I recently learned from Marion Scheepers of some interesting results of which this is a particular case. The question of rearranging conditional series was carefully studied in the XIX and early XX centuries, and there seems to be a resurgence of interest in recent years. All I knew until a few months ago was Riemann's rearrangement theorem.

Here are some particular cases of what follows: We have (from Leibniz test) that the following three series converge conditionally: $$ \sum_{n=1}^\infty\frac{(-1)^{n-1}}n,\quad\sum_{n=1}^\infty\frac{(-1)^{n-1}}{\sqrt n},\quad\sum_{n=2}^\infty\frac{(-1)^n}{n\ln n}. $$ However, the rearrangement $$ 1-\frac12-\frac14+\frac13-\frac16-\frac18\dots $$ converges to $1/2$ of the original series; the rearrangement $$ \frac1{2\ln2}-\frac1{3\ln3}-\frac1{5\ln5}+\frac1{4\ln4}-\frac1{6\ln6}-\frac1{8\ln8}\dots $$ converges to exactly the same value as the original series; and the rearrangement $$ 1-\frac1{\sqrt2}-\frac1{\sqrt4}+\frac1{\sqrt3}-\frac1{\sqrt6}-\frac1{\sqrt8}\dots $$ diverges. One would imagine that either this is all very chaotic, or else there is some underlying theory worthy of study.

The following is Martin Ohm's theorem from 1839:

For $p$ and $q$ positive integers rearrange the sequence $$\left(\frac{(−1)^{n-1}} n\right)_{n\ge 1} $$ by taking the first $p$ positive terms, then the first $q$ negative terms, then the next $p$ positive terms, then the next $q$ negative terms, and so on. The rearranged series converges to $$ \ln(2) + \frac12 \ln\left( \frac pq \right). $$

This was generalized by Oscar Schlömilch in 1873 as follows:

Let's say that a sequence $c_1,c_2,\dots$ of real numbers is signwise monotonic iff the sequence $|c_1|,|c_2|,\dots$ of absolute values is monotone. Write $a_1,a_2,\dots$ for the subsequence of positive terms, and $-b_1,-b_2,\dots$ for the subsequence of negative terms.

Let $(c_n)_{n\ge1}$ be a signwise monotonic and suppose that $\sum_{n=1}^\infty c_n$ is conditionally convergent. For $p$ and $q$ positive integers, rearrange the sequence by taking the first $p$ positive terms, then the first $q$ negative terms, and so on. The rearranged series converges to $$ \sum_{n=1}^\infty c_n + g\ln\left(\frac pq\right), $$ where $g$ is the limit $\lim_{n\to\infty}n a_n$, if it exists.

Soon after, Alfred Pringsheim obtained some general results.

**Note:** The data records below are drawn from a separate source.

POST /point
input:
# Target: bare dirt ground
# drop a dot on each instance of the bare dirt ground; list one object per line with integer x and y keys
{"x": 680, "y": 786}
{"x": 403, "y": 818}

In 1883 he proved three theorems (one of which was discovered defective as a consequence of Marion's work). Here is a quick summary of some of Marion's results, that extend Pringsheim's work:

For signwise monotone sequences $c_1,c_2,\dots$, given a subset $A\subseteq{\mathbb N}$, let $f_A(n)=a_j$ if $n$ is the $j$th element of $A$, and $f_A(n)=-b_j$ if $n$ is the $j$th element of ${\mathbb N}\setminus A$.

Write $d(A)$ for $\displaystyle \lim_{n\to\infty}\frac {|\{k\in A\mid k\le n\}|}n$, if it exists.

Let $0<x<1$. Then the following are equivalent for a signwise monotonic sequence converging to 0:

  1. $\lim_{n\to\infty}n a_n=\infty$, and there is some $A\subseteq{\mathbb N}$ such that $d(A)=x$ and $\sum_{n=1}^\infty f_A(n)$ converges.

  2. $d(B)=x$ for each set $B$ such that $d(B)$ exists and $\sum f_B$ converges.

A curious "anti-rearrangement" result holds for this density notion:

If there is more than one $x$ such that $0<x<1$ and for some $A$, $d(A)=x$ and $\sum_n f_A(n)$ converges, then for any $B,C$, if $d(B)$ exists, $d(B)=d(C)$, and $\sum_n f_B(n)$ converges, then $\sum_n f_C(n)$ also converges, and $$ \sum_n f_B(n)=\sum_n f_C(n). $$

In this case, call $\Phi(x)$ the value $\sum_n f_B(n)$ for any $B$ with $d(B)=x$ (if this sum converges for some such $B$, otherwise, $\Phi(x)$ is undefined).

Then we have:

Suppose we have a signwise monotone sequence converging to 0. Let $t\in{\mathbb R}$ be a fixed real. The following are equivalent:

  1. $\lim_n n\cdot a_n=0$, and there is some $x$ with $0<x<1$ and there is some $A$ such that $d(A)=x$ and $\sum_n f_A(n)=t$.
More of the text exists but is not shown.